The other party is the loan owner, the investor pocketing interest on the mortgage who hired the servicer.

"The servicer is obligated to guide their actions by what's in the best interest of the owner," said Larry Platt, a lawyer with K&L Gates specializing in mortgage financing and consumer credit issues.

The investor wants to avoid foreclosure, especially when that means taking possession of a property that is losing value. But if a workout merely forestalls the inevitable, that ultimately makes the foreclosure more costly.

Whether a servicer offers a modification that can help the borrower is "a clinical, unemotional cost calculus. There's not a social factor that is included in the analysis," he said.

Bad checks

That's partly the reason loan servicing remains a very profitable corner of the mortgage market. But eight of the top 30 servicers have been or are in the process of being bought in the past year. That means servicing for loans with a value of $913.6 billion, about 9 percent of the market, will change hands, which can cause clerical problems

That's what happened with two of Patricia Walshe's loans. Walshe, who owns several investment properties in Frederick County, Md., found out last month that she was behind on her taxes even though she had paid her mortgage on time. Her servicer, American Home Mortgage Corp., had sent bad checks to the county. That meant Walshe faced having to pay for a second time half of the $8,000 annual tax bill on the two properties.

Her situation was resolved when the county received certified checks from American Home 10 days before it would have started charging Walshe interest. Lori Decker, director of treasury for Frederick County, said the second installment is due Dec. 31, and the county "still remains concerned that this will happen again."

If it does, Walshe said she'd talk to her lawyer. And she would probably have an excellent case, said Anthony Sabino, a business and law professor at St. John's University.

"This is simply not supposed to happen. It's mind-boggling," he said. "If AHM took the funds out of those escrow accounts, the law has been seriously broken."

American Home did not return calls seeking comment.

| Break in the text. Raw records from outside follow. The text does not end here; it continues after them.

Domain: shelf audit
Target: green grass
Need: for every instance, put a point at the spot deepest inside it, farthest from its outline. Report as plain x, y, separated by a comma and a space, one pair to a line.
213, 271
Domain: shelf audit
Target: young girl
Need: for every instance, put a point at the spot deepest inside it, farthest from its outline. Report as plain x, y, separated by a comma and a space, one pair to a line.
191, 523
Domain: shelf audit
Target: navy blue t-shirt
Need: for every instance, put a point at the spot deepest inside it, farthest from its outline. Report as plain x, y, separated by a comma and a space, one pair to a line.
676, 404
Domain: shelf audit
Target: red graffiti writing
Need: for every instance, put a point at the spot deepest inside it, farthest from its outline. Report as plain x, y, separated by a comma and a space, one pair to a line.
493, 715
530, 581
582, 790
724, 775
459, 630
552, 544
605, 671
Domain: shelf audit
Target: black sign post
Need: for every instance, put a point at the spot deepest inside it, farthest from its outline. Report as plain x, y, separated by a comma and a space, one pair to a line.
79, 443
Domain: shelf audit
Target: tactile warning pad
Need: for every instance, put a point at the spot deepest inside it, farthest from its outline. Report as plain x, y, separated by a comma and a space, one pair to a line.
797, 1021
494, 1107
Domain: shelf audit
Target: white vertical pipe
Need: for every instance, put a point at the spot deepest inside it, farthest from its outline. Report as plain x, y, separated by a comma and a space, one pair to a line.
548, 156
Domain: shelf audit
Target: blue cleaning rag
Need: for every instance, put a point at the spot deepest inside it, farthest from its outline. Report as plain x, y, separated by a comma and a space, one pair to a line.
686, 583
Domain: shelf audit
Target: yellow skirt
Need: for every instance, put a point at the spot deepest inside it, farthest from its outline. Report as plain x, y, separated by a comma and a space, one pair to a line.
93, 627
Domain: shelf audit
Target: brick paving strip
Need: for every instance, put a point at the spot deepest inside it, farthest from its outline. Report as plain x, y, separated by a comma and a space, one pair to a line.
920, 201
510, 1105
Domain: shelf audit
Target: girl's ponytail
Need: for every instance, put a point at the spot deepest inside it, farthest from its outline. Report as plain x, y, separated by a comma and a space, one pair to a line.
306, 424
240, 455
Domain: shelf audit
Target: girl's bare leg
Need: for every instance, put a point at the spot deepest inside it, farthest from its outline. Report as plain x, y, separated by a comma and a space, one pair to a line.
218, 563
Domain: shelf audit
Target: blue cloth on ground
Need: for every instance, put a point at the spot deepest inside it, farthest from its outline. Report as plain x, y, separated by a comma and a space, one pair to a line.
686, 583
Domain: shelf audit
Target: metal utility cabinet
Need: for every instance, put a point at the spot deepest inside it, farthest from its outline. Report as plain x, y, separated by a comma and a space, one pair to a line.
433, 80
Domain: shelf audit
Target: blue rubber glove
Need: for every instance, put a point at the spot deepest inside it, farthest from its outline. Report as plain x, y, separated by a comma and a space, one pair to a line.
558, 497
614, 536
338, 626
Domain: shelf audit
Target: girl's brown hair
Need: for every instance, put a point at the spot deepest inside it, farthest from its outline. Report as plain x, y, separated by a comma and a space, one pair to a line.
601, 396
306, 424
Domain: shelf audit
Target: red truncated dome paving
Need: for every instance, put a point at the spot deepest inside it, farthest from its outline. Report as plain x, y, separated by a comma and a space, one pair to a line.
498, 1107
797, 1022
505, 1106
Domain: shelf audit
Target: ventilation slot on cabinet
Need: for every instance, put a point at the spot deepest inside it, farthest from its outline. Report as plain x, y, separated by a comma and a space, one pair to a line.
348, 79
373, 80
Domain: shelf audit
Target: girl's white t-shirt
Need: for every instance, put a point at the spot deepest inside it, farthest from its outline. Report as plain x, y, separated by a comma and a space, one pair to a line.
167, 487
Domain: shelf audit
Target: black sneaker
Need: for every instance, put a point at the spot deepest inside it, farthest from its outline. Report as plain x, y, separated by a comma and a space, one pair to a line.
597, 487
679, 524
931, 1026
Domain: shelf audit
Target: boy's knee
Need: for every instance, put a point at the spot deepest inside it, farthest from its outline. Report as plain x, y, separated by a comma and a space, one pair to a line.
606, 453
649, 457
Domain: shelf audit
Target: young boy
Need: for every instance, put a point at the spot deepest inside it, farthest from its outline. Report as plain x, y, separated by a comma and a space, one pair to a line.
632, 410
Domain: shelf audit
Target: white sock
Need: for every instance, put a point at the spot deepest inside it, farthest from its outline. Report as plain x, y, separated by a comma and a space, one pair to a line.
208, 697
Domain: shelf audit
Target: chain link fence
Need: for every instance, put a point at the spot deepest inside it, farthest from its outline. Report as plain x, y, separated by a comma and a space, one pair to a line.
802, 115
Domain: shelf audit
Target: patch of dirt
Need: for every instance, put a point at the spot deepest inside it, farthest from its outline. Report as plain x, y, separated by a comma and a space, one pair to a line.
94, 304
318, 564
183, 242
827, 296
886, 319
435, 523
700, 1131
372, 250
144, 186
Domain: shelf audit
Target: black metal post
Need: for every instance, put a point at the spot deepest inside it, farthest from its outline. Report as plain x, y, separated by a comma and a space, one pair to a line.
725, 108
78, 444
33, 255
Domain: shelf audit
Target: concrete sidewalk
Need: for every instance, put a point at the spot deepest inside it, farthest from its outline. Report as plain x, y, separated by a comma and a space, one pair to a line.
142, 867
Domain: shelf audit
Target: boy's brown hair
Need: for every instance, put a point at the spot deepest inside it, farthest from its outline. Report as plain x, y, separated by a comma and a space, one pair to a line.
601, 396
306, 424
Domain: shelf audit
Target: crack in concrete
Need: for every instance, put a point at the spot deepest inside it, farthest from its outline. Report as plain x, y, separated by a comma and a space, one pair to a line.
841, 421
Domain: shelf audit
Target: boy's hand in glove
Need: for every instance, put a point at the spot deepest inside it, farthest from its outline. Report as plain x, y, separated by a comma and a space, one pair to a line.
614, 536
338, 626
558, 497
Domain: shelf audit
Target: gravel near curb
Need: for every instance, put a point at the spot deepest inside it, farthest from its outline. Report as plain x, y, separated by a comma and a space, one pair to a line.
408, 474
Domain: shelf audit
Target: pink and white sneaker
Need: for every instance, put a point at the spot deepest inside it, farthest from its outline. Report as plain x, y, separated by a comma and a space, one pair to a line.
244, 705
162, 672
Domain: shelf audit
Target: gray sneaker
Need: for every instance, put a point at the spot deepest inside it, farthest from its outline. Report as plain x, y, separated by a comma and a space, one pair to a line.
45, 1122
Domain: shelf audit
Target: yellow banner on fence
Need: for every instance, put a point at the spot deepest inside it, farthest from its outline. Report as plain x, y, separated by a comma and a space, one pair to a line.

A similar problem occurred with other American Home loans, although the homeowners never found out they were at some risk. On Aug. 24, the servicer stopped making tax and insurance payments altogether for 4,547 loans it serviced for Freddie Mac. The government-sponsored mortgage financier had seized the escrow accounts before American Home filed for bankruptcy, but the servicer would not release account information, so Freddie had no addresses to which to send the money. Freddie settled with the company, clearing the way to pay $2.4 million in delayed property taxes and insurance premiums.